Anna Patty, The Sydney Morning Herald
19 September 2011
FIREARMS are being returned by police in a majority of domestic violence cases where one of the parties has a gun licence.
Figures obtained from the New South Wales (NSW) Police firearms registry under freedom of information laws show up to 2,309 licences were suspended in domestic violence cases from 2008 to 2010 under sections 22 and 23 of the Firearms Act.
The figures show only 512 people lost their gun licence over the same period under section 24 of the Firearms Act because they were subject to an Apprehended Violence Order (AVO).
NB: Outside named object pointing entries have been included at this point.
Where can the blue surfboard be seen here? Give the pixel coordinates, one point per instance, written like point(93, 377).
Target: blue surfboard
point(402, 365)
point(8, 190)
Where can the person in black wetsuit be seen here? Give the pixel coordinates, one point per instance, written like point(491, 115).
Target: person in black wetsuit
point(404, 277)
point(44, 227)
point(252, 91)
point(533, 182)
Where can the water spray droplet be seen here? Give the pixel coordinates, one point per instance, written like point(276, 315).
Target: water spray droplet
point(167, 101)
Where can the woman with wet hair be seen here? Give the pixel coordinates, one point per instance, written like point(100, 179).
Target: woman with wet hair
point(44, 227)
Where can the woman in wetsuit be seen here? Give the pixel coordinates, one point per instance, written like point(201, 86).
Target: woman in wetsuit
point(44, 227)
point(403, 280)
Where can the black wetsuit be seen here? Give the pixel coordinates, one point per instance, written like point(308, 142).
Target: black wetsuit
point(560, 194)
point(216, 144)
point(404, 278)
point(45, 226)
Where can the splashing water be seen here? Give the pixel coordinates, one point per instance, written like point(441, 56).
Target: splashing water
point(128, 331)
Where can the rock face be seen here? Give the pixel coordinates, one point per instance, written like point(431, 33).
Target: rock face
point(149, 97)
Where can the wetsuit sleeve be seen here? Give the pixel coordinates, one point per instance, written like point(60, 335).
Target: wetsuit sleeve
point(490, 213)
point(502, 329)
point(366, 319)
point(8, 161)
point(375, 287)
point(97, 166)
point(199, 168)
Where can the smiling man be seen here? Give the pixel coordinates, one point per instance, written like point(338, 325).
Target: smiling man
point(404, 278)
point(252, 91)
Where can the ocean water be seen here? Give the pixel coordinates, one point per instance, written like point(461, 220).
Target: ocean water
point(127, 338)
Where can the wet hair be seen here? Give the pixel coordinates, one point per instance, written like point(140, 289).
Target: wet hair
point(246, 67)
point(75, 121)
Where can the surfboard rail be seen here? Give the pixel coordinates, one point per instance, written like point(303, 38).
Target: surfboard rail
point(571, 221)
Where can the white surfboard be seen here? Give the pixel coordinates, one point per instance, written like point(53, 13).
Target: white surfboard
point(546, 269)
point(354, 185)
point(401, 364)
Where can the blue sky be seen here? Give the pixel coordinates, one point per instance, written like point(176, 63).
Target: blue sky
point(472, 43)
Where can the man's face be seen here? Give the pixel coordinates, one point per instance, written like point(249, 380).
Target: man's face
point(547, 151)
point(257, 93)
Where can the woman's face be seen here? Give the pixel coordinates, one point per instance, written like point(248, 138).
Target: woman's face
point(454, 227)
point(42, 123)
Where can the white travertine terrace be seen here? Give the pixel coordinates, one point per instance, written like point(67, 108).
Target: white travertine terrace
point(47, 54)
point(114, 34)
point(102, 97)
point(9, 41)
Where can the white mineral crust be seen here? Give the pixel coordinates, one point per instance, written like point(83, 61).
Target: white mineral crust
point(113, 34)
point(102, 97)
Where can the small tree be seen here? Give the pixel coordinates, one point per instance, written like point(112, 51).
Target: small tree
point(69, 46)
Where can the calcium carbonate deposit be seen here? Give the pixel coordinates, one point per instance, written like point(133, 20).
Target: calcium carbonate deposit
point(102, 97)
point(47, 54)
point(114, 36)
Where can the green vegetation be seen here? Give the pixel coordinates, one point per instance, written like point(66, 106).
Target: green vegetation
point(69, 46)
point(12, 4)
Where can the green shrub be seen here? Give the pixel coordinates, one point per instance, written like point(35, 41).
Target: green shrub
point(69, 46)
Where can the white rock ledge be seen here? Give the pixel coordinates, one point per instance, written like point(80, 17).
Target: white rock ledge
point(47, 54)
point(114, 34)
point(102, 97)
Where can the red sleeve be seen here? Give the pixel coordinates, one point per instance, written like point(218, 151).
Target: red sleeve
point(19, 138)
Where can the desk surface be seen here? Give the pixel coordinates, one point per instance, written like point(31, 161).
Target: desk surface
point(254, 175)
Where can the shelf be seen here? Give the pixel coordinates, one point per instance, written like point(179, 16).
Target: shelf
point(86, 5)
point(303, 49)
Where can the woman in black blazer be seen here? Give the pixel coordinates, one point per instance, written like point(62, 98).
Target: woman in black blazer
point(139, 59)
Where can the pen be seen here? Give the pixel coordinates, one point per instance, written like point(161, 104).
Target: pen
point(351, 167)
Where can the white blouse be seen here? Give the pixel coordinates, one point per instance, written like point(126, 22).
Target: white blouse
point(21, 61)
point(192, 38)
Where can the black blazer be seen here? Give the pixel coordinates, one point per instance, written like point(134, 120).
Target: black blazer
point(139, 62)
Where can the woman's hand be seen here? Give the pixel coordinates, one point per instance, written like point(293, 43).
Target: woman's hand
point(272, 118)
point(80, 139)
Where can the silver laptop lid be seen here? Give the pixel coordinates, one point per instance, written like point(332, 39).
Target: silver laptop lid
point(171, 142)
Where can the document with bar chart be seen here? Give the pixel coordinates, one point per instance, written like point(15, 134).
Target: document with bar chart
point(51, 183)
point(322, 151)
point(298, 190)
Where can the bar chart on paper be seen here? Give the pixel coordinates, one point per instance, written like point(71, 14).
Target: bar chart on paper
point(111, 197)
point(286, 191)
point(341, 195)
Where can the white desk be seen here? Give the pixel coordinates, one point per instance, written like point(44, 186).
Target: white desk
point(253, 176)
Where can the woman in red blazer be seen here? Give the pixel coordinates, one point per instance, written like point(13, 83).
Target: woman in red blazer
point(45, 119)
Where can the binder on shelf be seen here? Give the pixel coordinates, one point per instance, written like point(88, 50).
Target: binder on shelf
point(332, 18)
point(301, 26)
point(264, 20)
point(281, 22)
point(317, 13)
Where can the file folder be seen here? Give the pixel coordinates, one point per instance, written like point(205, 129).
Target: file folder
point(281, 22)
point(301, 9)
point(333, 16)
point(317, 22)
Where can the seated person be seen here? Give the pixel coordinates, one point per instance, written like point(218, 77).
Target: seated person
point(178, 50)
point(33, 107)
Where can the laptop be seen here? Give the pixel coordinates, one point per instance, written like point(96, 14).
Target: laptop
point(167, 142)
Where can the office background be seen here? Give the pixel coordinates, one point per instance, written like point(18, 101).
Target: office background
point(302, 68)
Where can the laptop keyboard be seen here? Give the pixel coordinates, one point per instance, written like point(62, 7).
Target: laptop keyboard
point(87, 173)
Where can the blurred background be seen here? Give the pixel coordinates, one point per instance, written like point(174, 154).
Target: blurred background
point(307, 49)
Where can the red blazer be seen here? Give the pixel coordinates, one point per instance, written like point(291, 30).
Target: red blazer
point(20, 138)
Only once in the two-year period did the Police Commissioner use his power under the act to revoke a gun licence because he deemed the person not "fit and proper" to hold one.
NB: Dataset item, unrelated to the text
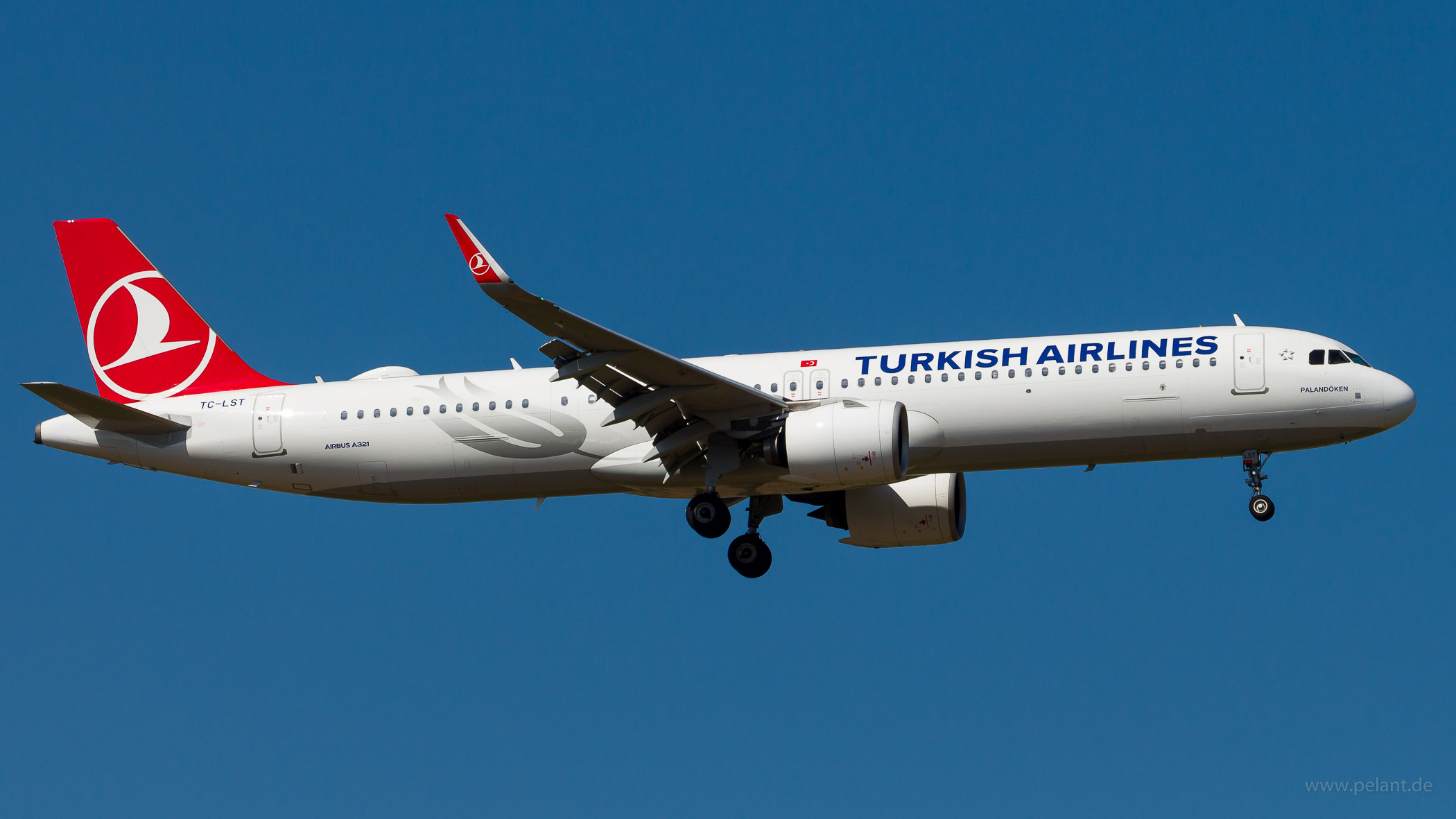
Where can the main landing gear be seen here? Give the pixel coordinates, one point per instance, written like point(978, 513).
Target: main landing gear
point(1260, 506)
point(708, 515)
point(747, 553)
The chairwoman of the National Coalition for Gun Control, Samantha Lee, who obtained the figures from NSW Police, said many women dropped domestic violence charges out of fear and weapons would be returned to offenders. In other cases, a domestic violence charge may not be made out.
"The automatic handing back of a firearm to the alleged perpetrator of domestic violence once an application for the order has been withdrawn is like giving back a box of matches to a child because he has told his mother he will not play with them any more," she said.
"The law as it stands turns a blind eye to the fear many women face when it comes to following through with a domestic violence order. Just because the order has been withdrawn does not mean the fear has gone.
"The law needs to be amended to place onus on the licence holder to satisfy the police that his partner and children will not feel threatened or be in immediate danger by the firearm being returned. The Police Minister should also explore alternatives to allowing firearms to be stored in the home where it is readily accessible when a domestic occurs."
The convener of NSW Domestic Violence Coalition, Betty Green, said the police figures were "shocking" and an urgent discussion about firearms and domestic violence was needed.
"A person who lives with someone who has a history of abuse is living a pretty fearful life," she said. "We know that domestic violence and firearms don't mix," she said.
"Based on those figures, we need to have a frank and clear conversation about firearms and domestic violence. We know that AVOs can be withdrawn for many reasons but one of the major reasons is fear."
Ms Green said people should be screened for a history of domestic violence when buying guns.
A spokesman for the Police Minister, Mike Gallacher, said: "The NSW government is always open to considering proposals aimed at strengthening laws relating to domestic violence. The Police Minister would welcome the opportunity to discuss these proposals with the national coalition for gun control."